Listening before time runs out
Memories of World War II veterans demonstrate the importance of oral history, Zhao Xu reports.
Lin Hui, who heads the Center for Oral History at the Beijing-based Communication University of China, says her entry into oral history happened unknowingly — through a World War II veteran who had fought the Japanese.
"He was in his late 80s. That first day, he narrated his life from enlistment onward, battle by battle, for two full hours," she recalls. "When I went back the next day, he started over from the beginning — and continued to do so each time. It felt as though his memories had to be accessed sequentially."
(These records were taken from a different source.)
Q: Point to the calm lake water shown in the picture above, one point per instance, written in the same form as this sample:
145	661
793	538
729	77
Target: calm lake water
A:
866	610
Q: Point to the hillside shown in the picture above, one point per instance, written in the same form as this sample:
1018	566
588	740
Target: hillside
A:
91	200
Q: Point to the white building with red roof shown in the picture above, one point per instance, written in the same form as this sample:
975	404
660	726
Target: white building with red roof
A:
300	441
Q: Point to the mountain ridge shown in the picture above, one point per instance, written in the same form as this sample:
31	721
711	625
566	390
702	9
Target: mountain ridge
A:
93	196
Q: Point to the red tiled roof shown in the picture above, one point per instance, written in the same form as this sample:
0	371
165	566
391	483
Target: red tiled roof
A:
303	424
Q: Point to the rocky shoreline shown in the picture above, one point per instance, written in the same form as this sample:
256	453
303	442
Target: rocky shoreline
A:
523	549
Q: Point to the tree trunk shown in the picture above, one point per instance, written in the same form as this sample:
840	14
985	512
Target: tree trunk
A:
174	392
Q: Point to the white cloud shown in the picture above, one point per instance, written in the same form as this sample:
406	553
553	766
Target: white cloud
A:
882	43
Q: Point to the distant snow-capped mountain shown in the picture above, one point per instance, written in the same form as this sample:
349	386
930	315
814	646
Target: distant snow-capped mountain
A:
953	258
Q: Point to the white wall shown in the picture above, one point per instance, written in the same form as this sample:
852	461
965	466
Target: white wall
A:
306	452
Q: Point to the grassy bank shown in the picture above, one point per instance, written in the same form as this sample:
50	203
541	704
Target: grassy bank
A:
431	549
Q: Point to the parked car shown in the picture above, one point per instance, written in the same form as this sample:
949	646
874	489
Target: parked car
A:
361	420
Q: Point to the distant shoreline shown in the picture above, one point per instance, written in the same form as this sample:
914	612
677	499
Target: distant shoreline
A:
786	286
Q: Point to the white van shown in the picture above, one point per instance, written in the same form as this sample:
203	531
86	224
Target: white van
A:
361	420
Lin found herself hearing the same stories on repeat. At times, she tried to gently nudge the veteran past sections he had already covered, hoping to help him move ahead. But she never cut him off.
"Listening lies at the heart of oral history — it is a profound intellectual and emotional journey to which the interviewer must fully commit," says Lin, 43, who at the time was working in television. "Unlike the scientists, cultural figures, and other luminaries I had previously interviewed, these veterans were unsung heroes, whose ordinary lives held extraordinary stories."
That was in 2011, a year before Lin joined the newly established Center for Oral History at the Communication University of China, where she and her colleagues have spent the past 15 years, "racing against time to preserve voices that might otherwise vanish, through means that are deceptively simple: listening attentively, asking questions, and recording", as she puts it.
While Columbia University's Oral History Research Office, founded in 1948, represents the earliest organized effort in capturing oral history in the United States, Lin notes that the institutionalization of the method in China owes much to Premier Zhou Enlai (1898-1976). In 1959, Zhou met with some senior political figures over the age of 60, urging them to record their firsthand experiences for posterity. This initiative led to the creation of a historical materials research committee, which systematically collected and preserved older members' recollections, laying the foundation for China's early oral history practice.
"The only regret is that their stories were preserved in writing rather than captured on tape, whereas oral history in its modern sense typically requires at least a primary audio recording," Lin says, emphasizing the distinction between humanity's long tradition of storytelling and oral history as a scholarly field.
"Another turning point came in 2004, when China Central Television aired a six-episode documentary about Deng Xiaoping, the statesman who guided China through the sweeping changes of the 'reform and opening-up'," Lin says. "By drawing extensively on interviews with people who had known or worked with Deng, the film introduced oral history techniques to a broader audience and became an early catalyst for the method's popularization in China."